Il Soviet», anno III, nr. 4 dell’1.II.1920)

 

Una situazione prodottasi già parecchie volte in Italia si è in questi giorni rinnovata: la mancata rivoluzione. Lo sciopero dei postelegrafici e quello dei ferrovieri (che sembra chiudersi nel momento in cui scriviamo) si sono svolti senza trascinarsi dietro in un più largo e profondo movimento il proletariato italiano.

Udiamo già brontolare la tempesta di recriminazioni polemiche che scoppierà tra poco contro i dirigenti degli organismi politici e sindacali che «hanno lasciato sfuggire l'occasione, come già fecero nella settimana rossa, dopo Caporetto, dopo il saccheggio dell’Avanti!, durante i moti per il caroviveri e negli ultimi scioperi ge­nerali di dicembre.

Ora, mentre noi dissentiamo profondamente dall’indirizzo tanto della Confederazione del Lavoro - che fa apertamente opera di riconciliazione tra le classi - quanto del Partito Socialista - che vive di strane e deplorevoli esitazioni affondando sempre più nelle sabbie mobili del parlamentarismo -, vogliamo dire subito che non siamo affatto sul terreno di quelle proteste piuttosto puerili di ingenui rivolu­zionali delusi in una apocalittica aspettazione.

Tanto gli elementi anarcoidi che ripetono con un tono di cronico e stereotipato malumore simili critiche, quanto i dirigenti dei grandi organismi proletari sempre preoccupati e circospetti nel prendere decisioni, ci sembrano molto fuori dalla via della preparazione rivoluzionaria.

La rivoluzione in Italia si vuol farla in troppi.

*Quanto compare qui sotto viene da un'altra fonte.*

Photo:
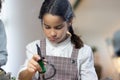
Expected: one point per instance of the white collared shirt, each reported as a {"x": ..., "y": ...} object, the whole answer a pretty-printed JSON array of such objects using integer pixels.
[{"x": 64, "y": 49}]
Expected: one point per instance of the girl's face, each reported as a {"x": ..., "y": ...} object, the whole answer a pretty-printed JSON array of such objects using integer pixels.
[{"x": 55, "y": 28}]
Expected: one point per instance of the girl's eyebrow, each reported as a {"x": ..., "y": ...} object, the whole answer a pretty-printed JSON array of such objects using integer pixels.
[{"x": 54, "y": 26}]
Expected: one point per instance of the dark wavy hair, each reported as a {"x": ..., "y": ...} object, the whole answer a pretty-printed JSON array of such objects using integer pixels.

Si pretende di condurre a con­vergere su di un programma rivoluzionario, o piuttosto soltanto di azione insurre­zionale, movimenti così disparati come sono gli anarchici, i sindacalisti, i massimali­sti del Partito, i riformisti confederali e parlamentari.

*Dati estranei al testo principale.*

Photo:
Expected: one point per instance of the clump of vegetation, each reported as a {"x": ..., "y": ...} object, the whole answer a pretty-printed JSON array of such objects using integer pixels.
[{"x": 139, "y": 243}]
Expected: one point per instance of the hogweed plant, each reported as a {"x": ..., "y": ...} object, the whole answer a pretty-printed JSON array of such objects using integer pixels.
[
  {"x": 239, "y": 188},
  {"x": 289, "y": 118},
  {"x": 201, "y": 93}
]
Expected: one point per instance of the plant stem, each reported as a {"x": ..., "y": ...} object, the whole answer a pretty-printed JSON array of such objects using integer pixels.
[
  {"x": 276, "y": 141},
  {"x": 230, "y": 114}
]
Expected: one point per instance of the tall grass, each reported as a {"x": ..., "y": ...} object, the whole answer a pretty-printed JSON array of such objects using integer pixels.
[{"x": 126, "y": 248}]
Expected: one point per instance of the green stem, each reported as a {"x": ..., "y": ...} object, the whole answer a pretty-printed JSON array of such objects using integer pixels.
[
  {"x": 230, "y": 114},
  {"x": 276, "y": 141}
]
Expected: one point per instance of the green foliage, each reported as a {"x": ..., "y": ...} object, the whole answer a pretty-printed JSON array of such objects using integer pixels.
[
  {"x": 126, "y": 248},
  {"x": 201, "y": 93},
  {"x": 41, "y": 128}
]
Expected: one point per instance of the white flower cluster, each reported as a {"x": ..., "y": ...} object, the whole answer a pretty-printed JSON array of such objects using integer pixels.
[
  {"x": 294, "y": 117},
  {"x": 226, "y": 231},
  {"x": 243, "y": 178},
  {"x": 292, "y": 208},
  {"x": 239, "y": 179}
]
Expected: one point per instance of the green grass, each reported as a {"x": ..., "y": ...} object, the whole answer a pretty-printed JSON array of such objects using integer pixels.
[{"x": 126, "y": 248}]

Pare anzi che coloro che più ci tengono a passare per estremisti, sol perché sono fanatici di un'azione purchessia, vogliano, per soddisfare le loro impazienze, chiamare in campo alleati anche più bastardi, come i repubblicani e forse perfino gli elementi che fan capo a Giulietti e a D'Annunzio! È la rivoluzione da operetta a base di personaggi e gesti sensazionali, adatti a soddisfare il senso retorico e melodrammatico degli italiani.

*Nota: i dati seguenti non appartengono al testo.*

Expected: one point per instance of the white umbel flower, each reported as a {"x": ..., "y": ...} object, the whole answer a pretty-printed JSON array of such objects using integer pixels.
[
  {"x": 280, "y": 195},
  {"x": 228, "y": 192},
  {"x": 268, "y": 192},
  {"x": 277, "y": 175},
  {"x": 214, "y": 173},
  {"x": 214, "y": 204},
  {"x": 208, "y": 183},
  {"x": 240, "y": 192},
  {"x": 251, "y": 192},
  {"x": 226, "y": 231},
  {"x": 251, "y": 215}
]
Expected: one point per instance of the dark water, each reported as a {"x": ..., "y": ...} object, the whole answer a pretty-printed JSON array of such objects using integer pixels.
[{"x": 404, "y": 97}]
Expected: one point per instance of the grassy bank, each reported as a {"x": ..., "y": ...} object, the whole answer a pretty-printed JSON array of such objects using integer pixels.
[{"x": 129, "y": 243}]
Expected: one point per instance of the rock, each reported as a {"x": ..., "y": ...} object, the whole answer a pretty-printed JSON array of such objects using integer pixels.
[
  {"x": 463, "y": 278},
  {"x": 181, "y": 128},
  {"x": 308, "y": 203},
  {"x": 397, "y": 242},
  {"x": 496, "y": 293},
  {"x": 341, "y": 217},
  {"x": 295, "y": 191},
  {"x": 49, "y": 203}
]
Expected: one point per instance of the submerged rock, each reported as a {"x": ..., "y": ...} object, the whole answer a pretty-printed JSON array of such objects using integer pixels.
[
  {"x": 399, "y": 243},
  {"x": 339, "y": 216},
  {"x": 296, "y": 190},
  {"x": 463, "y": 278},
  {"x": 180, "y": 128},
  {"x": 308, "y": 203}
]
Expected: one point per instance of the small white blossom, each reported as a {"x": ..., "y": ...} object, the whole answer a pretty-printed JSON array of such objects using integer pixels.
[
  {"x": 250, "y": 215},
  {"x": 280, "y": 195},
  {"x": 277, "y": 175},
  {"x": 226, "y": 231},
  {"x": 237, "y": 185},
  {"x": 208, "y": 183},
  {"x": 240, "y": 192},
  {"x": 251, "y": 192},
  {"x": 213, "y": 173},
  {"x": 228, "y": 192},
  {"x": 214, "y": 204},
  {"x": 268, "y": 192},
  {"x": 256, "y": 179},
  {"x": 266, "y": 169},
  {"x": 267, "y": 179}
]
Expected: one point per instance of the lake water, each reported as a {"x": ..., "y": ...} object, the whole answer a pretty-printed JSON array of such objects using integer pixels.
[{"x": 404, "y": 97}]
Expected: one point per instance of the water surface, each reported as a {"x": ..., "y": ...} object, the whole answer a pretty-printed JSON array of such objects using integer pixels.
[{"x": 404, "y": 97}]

Noi - che siamo stati ostinatamente scambiati per i fautori dell’immediatismo insurrezionale incosciente e capriccioso - ripetiamo cosa già molte volte dette affer­mando che le condizioni del successo rivoluzionario sono riposte non già negli affa­sciamenti e nella confusione, ma nella precisa delineazione e differenziazione dei partiti, dei programmi e dei metodi tattici.

La soluzione di queste continue crisi, che si esauriscono in rampogne vuote e sterili tra gente che non si è ancora accorta di non poter collaborare, sta nella for­mazione di un organismo politico rivoluzionario unico ed omogeneo che assuma ed accentri la direzione tattica della battaglia rivoluzionaria a cui il proletariato italiano sta per essere chiamato dalla storia, che si svolge incurante delle gesticolazioni pic­colo-borghesi dei troppi «rivoluzionari» che il dopoguerra ha fatto germinare tra noi.